Sunday, September 14, 2008

David Foster Wallace

LA Times

Suicide, where it is not granted a cultural validation... as in Classical Rome, or Japan, is almost always a "side effect" of depression... whether manic-depression, (bipolar disorder)or some point on the spectrum between pure melancholia and its pendulamatic relative... perhaps the oldest of objectively described brain disorders.

I feel this... the way I feel distant storms.

Because I know. Because I remember.

I don't know, did not know, David Foster Wallace.

But he is my brother.
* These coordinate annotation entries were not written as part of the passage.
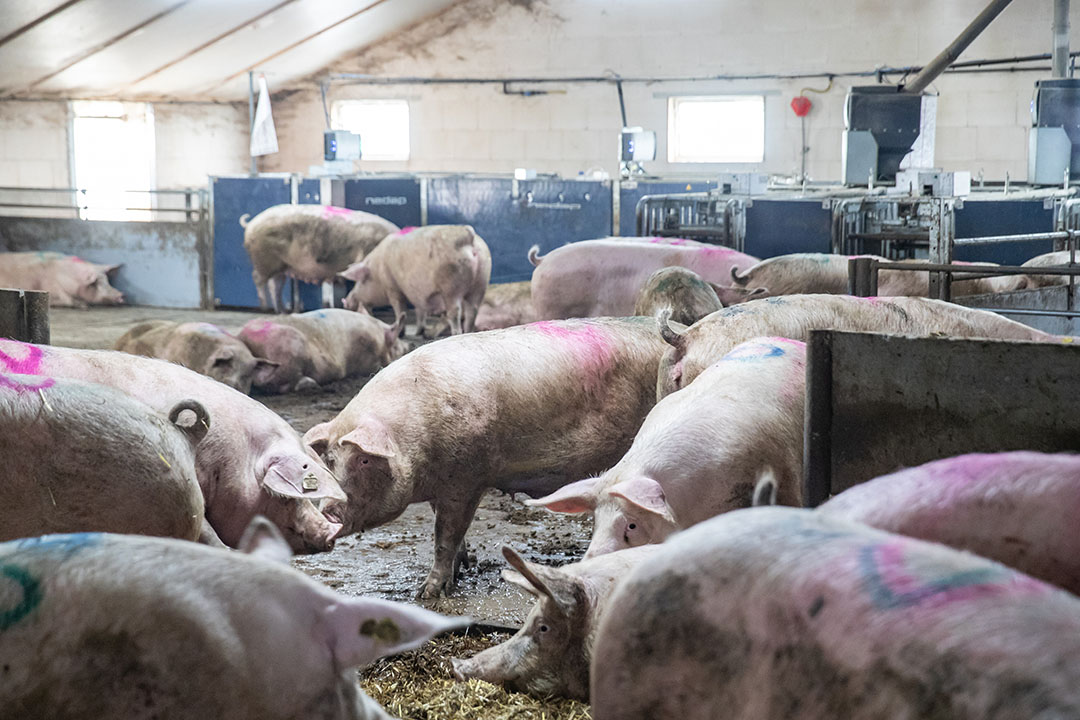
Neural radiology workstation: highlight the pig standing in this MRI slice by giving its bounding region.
[239,308,408,393]
[718,253,1024,305]
[0,521,463,720]
[1023,250,1080,288]
[657,295,1057,397]
[305,317,663,598]
[535,338,806,558]
[592,507,1080,720]
[453,545,660,702]
[818,452,1080,595]
[240,205,397,312]
[114,320,276,395]
[0,375,210,541]
[341,225,491,335]
[529,239,757,320]
[476,280,537,330]
[0,339,345,553]
[634,267,724,325]
[0,253,124,308]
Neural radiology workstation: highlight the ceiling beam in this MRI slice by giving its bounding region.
[121,0,296,94]
[18,0,191,93]
[0,0,82,46]
[204,0,390,93]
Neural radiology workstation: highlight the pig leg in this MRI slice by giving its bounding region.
[417,491,483,600]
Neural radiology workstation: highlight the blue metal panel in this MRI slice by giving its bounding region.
[744,198,833,259]
[211,177,321,309]
[428,176,611,283]
[345,177,421,228]
[619,180,716,235]
[953,200,1054,264]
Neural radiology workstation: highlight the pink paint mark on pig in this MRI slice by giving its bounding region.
[323,205,352,219]
[859,540,1049,610]
[526,321,615,393]
[0,341,56,392]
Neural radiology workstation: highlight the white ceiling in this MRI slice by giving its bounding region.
[0,0,454,100]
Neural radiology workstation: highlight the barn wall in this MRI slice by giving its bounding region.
[0,101,248,194]
[264,0,1080,179]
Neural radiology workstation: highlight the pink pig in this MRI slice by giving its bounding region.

And I am terribly saddened by what I cannot but believe was eminently preventable, and should never have happened.

My sympathies for those who were close to him, who needed and loved him... please, understand... don't misplace the blame.

3 comments:

  1. And yet, can't we also be angry at him?

    ReplyDelete
  2. Can't we?

    Is anger something we choose?

    What would be the object of this anger? Would our anger be justified? Reasonable? What assumptions underlie the sense of a just cause for anger?

    ReplyDelete
  3. Only, I think, that we all sustain our sanity in part through our relationships, and that suicide is the ultimate assault against our loved ones' love. Even those of us on the outermost circle of his affections -- people who treasured his voice -- can feel betrayed. It is too late for that to matter in this case, but such obligations can sometimes stay the suicidal hand, and should.